第21話 引き下がれるわけがない

 私と話したいって、目的はやっぱあれだよね?


 鷹能先輩から手を引けとか、別れろ、とかだよね?


 体を固くして身構えているけれど、目の前のルノワール美少女は再び黙ってうつむいてしまった。

 肩が小さく震えている。

 もしかして、横にいる海斗に連れてこられただけなのかな…。


 ため息をついた海斗が彼女の代わりに切り出した。


「アンタもわかってるでしょ?

 この志桜里さんは、ずっとタカちゃんと結婚するっていう予定で生きてきた人なの。

 10年間タカちゃんのためだけに花嫁修業してきたようなもんなんだよ。

 それを、たまたま吹奏楽部に入ってきたっていうアンタにタカちゃんの嫁さんの座をかっさらわれたら、志桜里さんの立場もないわけ」


 私が海斗に言われる筋合いはないし。

 しかもなんであんたにアンタ呼ばわりされなきゃいけないの!?…って喉まで出かかってるのはとりあえず飲み込んで…。

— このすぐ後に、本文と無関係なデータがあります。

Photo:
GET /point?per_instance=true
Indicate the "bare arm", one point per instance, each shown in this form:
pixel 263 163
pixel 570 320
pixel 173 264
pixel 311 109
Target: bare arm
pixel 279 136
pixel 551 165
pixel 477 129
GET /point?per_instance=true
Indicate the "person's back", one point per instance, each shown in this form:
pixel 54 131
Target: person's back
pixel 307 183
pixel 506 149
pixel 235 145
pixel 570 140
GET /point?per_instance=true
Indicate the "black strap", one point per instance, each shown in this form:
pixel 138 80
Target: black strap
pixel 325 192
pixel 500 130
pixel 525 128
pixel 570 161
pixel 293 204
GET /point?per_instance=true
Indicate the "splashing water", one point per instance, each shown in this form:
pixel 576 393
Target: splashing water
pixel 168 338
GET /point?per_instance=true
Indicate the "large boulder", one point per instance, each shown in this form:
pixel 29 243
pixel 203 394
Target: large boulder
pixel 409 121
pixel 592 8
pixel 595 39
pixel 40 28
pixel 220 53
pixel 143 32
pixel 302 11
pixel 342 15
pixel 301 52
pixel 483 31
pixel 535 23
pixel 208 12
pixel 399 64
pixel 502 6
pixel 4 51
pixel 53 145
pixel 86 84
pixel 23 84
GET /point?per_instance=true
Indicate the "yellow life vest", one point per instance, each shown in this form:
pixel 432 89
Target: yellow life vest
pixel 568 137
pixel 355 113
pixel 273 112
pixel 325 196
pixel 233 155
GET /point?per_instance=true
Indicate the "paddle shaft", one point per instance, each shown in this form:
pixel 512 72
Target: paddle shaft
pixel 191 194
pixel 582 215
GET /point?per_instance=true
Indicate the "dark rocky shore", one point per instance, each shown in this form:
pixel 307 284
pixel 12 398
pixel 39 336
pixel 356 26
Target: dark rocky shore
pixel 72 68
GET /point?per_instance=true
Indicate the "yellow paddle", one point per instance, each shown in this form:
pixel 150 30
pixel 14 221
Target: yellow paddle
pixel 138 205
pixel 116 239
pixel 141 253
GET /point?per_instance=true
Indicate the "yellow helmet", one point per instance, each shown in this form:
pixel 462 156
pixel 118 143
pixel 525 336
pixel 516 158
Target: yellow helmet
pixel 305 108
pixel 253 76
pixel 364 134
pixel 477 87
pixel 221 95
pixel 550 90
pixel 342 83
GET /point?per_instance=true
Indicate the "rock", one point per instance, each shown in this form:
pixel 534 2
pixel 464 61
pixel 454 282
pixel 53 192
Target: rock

「誰と結婚するかは鷹能先輩が18歳までに決めればいいことなんじゃないんですか?

 私は鷹能先輩側の事情をいろいろ聞いた上で覚悟を決めたんです。

 どういう選択をするのかは鷹能先輩にお任せするしかないと思うんですけど」


 正論言えた!

 海斗が私をギロリと睨みつける。


「アンタさぁ、自分が志桜里さんの立場だったらどうよ?

 どっかの泥棒猫みたいな女に、結婚するはずだった人を奪られたら…」

「じゃあ、あなたが鷹能先輩の立場だったらどうなんですか?

 好きな人と結婚できる権利があるのに、親が決めた結婚相手と当たり前のように結婚できますか?」


 闘うと決めた女は強いんだ。

 ああそうですか、なんて引き下がれるわけない。


 バチバチと火花が飛び散る空気を察したカフェの店員さんが恐る恐るティーカップを置く間も、私と海斗の睨み合いは続いていた。


「カイちゃん、もういいの。ありがとう…」

 目に涙をため、声を震わせながら、絞り出すように志桜里さんが言った。

「知華さんも、すみません…。

 ただ、タカちゃ…鷹能さんがどんな方を選ばれたのか、ひと目お会いして納得したかったんです」


 その言葉に海斗が反応した。

「しいちゃん、何言ってんだよ!? 納得なんてできるわけないだろ!?

 しいちゃんはずっとずっとタカちゃんのこと待ってたじゃないか!」


 なんか私悪者みたい。

 心がチクチク痛んで、お尻がそわそわ浮いてくる。

 ものすっごく居づらいんですけど。


「私、7歳のときに鷹能さんと初めてお会いしたんです」

 うつむいた私に向かって志桜里さんが話し始めた。


「私はその時から、将来はこの人と結婚するのだから仲良くしなさいと言われて育ちました。

 鷹能さんと海斗さん、咲綾さんは同い年、私はその一つ下で、私が紫藤のおうちにご挨拶に行くといつも4人で遊んでいました。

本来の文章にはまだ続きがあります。